Il se trouve pourtant que le capitalisme, l’entrepreneur, le marché, le profit ont survécu après sept cents ans d’histoire, et ont surmonté des crises toujours saluées comme les dernières, celle de 2008 comme celle de 1929. Encore plus troublant : le système collectiviste et planificateur qui prétendait se substituer au capitalisme, a disparu dans un gouffre économique et un drame humain.

 Ce décalage entre la pensée et la réalité vient non seulement d’un aveuglement idéologique mais aussi d’une erreur d’analyse de ces fameuses crises. Et je me fais un devoir de donner une fois de plus une lecture rigoureuse de ce qui est à l’origine de la débâcle financière actuelle : ce n’est pas le capitalisme qui est en cause, mais bien les interventions publiques et les politiques monétaires et budgétaires qui ont prétendu faire fi des lois du marché.  

Un système financier ne peut fonctionner qu’avec des acteurs responsables. Banques, intermédiaires financiers, compagnies d’assurance, fonds de pension doivent assumer les conséquences de leur gestion. Malheureusement, cette obligation est noyée dans un contexte d’argent bon marché (easy money). En effet, les gestionnaires du crédit savent pouvoir compter sur le soutien de la banque centrale qui leur permettra de se procurer à bon compte les liquidités qui leur manquent parce qu’ils se sont mis en mauvaise posture.  

La banque centrale a le pouvoir de fabriquer ex nihilo autant de liquidités qu’elle désire. Elle peut sans doute s’imposer une auto-limitation. On en connaît le principe sous le nom de règle de Friedman : l’inventeur du monétarisme avait établi qu’une économie en croissance a un besoin de liquidités monétaires lui aussi croissant, mais à un taux constant, de la sorte il est dommageable pour l’économie de fabriquer plus ou moins de monnaie qu’il est nécessaire, et la banque centrale doit donc rejeter les politiques monétaires « discrétionnaires », c'est-à-dire inspirées par les fluctuations conjoncturelles inéluctables : il faut savoir garder le cap et ne pas se fier à la moindre variation d’indice, ou au moindre mouvement boursier, il faut résister aux pressions des gouvernements désireux d’arranger leurs finances publiques.  

Or, cette discipline a été abandonnée depuis fort longtemps. Milton FRIEDMAN n’a cessé de fustiger Alan GREENSPAN, champion des manipulations de taux d’intérêt et destructeur  du dollar. 

La croissance immodérée de la masse monétaire américaine, assortie de taux d’intérêt artificiellement faibles, a orienté les investisseurs américains vers des crédits de plus en plus fantaisistes, le pire étant atteint avec les « subprimes », crédits « audacieux » mais rentables (on peut demander à l’emprunteur de payer plus puisqu’il n’a pas la surface financière suffisante pour obtenir un crédit classique).

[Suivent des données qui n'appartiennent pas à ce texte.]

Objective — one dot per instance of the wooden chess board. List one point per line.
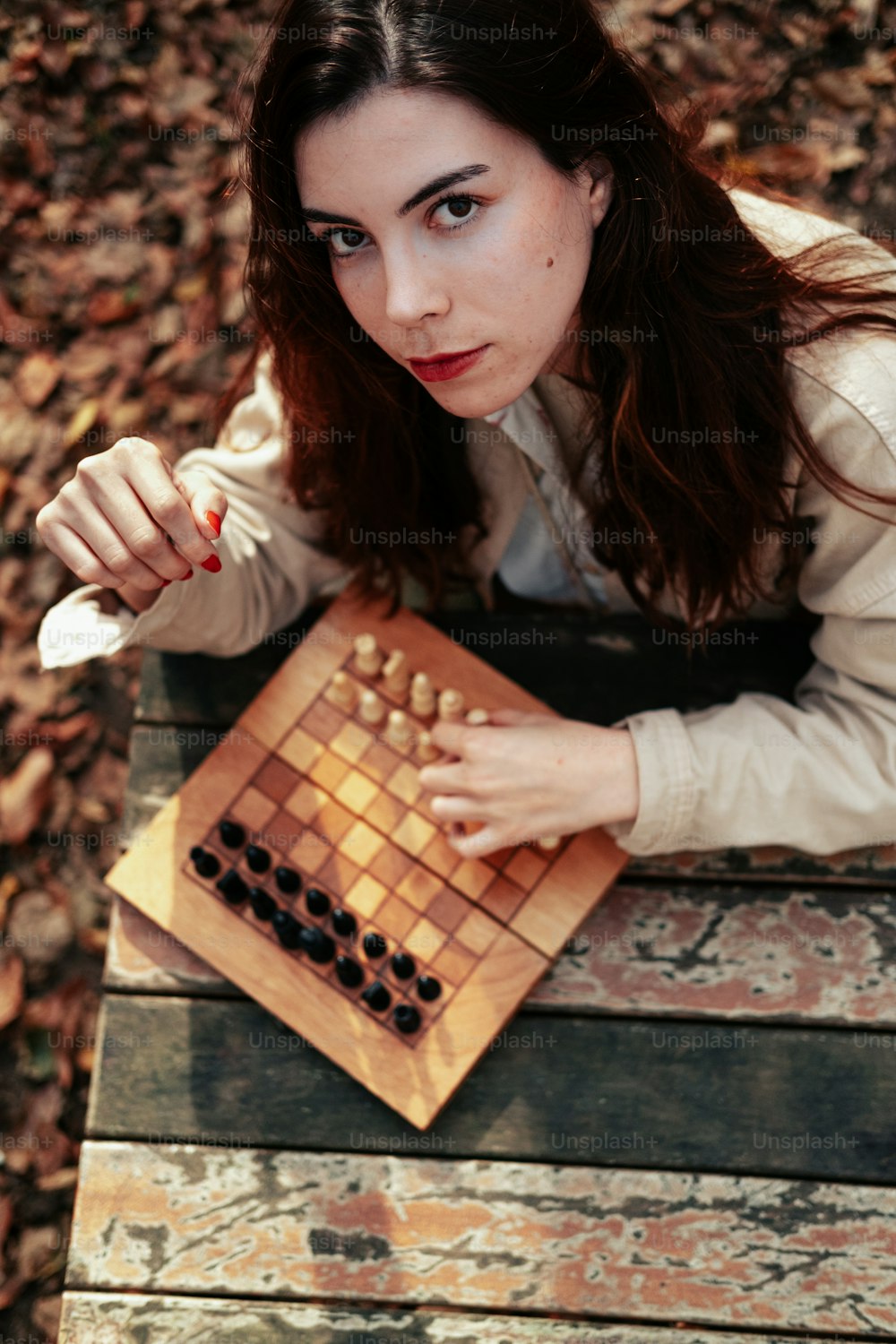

Les financiers ont poursuivi leurs démarches commerciales en toute irresponsabilité, sachant qu’en cas de coup dur, ils pourraient reconstituer leurs liquidités à bon compte. Quand la masse des emprunteurs n’a pu honorer ses engagements, les financiers ont été placés devant une crise de liquidités, mais le secours de la FED n’a pas été suffisant dans certains cas, concernant les plus imprudents : on en vient à la nationalisation et au soutien de l’Etat (en effet contraires au capitalisme qui suppose la propriété privée du capital) ou à la faillite pure et simple. 

Manipuler la monnaie, fixer les taux, administrer les prix, réglementer sans cesse : voilà les pratiques contraires au marché et au capitalisme. La crise actuelle n’est que la rançon de ces pratiques, elle devrait inspirer un radical retour à l’ordre marchand dans le domaine financier. Le capitalisme financier a été perturbé, dévoyé par l’Etat.  

De la sorte, prôner une régulation mondiale alors même que les régulations nationales ont été si néfastes est une utopie. Voudrait-on risquer l’explosion du système financier mondial, avec de lourdes conséquences sur la marche de l’économie réelle ?

 

Je vous rassure donc : le capitalisme ne peut s’autodétruire, puisqu’il s’inscrit dans la nature et dans le progrès de l’humanité, parce qu’il est fondé sur la propriété privée, c'est-à-dire la responsabilité de ses actes, et sur la volonté de « capitaliser », c'est-à-dire de préparer un avenir meilleur au lieu de vivre au jour le jour en subissant la misère et l’esclavage.